Subject leadership capacity is a known improvement point. Curriculum ambition is clear, but the monitoring of implementation and impact across subjects has been identified as still developing. This is common in small schools, and worth discussing if you want reassurance about consistency beyond English and maths.
Admissions can be unpredictable in a small school. With limited places and an oversubscribed Reception entry route outcomes can hinge on small shifts in local demand. Make sure your application plan includes realistic second and third preferences.
Hague Bar Primary School combines a genuinely small-school feel with results that compete at a far larger scale. The strongest fit is for families who want close relationships, clear routines in reading and maths, and outdoor learning woven into the week, and who are comfortable with mixed-age classes as part of school life. Securing entry can be the limiting factor, and for some children the intensity of a small peer group will need careful thought.
Yes, it has strong indicators.

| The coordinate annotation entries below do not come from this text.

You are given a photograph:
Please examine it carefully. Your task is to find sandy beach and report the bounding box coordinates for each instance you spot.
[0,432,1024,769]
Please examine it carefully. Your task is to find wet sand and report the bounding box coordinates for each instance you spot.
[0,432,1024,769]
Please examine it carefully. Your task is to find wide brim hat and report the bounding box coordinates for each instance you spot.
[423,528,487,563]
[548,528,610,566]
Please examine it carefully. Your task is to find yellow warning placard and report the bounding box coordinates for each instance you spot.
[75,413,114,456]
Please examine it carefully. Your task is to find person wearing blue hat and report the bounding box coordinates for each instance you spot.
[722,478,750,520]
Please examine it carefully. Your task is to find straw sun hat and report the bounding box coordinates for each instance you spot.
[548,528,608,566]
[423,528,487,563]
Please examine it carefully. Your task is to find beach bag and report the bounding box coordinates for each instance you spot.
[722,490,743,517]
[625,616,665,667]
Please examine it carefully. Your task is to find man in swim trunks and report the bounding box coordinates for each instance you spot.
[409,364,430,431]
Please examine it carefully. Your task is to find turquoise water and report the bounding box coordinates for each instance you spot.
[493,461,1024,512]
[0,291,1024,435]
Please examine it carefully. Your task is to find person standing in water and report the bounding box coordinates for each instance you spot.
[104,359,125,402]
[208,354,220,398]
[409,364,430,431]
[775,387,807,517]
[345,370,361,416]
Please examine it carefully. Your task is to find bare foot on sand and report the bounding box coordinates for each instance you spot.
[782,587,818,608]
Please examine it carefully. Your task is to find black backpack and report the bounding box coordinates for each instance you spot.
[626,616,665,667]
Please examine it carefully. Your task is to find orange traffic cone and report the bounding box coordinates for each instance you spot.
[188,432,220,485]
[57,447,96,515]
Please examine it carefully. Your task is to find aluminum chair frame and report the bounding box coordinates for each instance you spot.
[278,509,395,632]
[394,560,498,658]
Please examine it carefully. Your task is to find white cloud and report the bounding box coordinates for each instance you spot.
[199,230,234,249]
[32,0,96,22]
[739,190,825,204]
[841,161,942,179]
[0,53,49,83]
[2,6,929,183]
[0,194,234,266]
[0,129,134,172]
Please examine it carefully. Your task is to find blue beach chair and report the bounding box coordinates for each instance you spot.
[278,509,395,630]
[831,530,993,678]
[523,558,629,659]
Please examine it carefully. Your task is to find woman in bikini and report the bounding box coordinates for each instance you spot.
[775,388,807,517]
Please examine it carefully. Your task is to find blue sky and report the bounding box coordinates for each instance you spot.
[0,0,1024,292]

It was confirmed as Good at its 7 February 2023 inspection, and the latest published key stage 2 results are well above England averages, including 88% meeting the expected standard in reading, writing and maths combined.
Admissions are coordinated by Derbyshire County Council. Families from Derbyshire and neighbouring areas do apply, but criteria and distance patterns can change each year. The best approach is to read the current admissions policy and use Derbyshire’s online application guidance for your child’s intake year.
Yes. Breakfast club starts at 7.30am and after-school provision runs until 6.00pm, with session options that suit different pickup times.
If you are applying through Derbyshire, the Reception application window opens on 10 November 2025 and closes at midnight on 15 January 2026. Offers are issued on 16 April 2026 for online applicants. Apply through the local authority rather than directly to the school.
Local transition is typically towards secondary provision in New Mills and the surrounding High Peak area. Hague Bar is listed among the primary schools feeding into New Mills School and Sixth Form in a Derbyshire school cluster profile, although families should confirm the current position because patterns can change.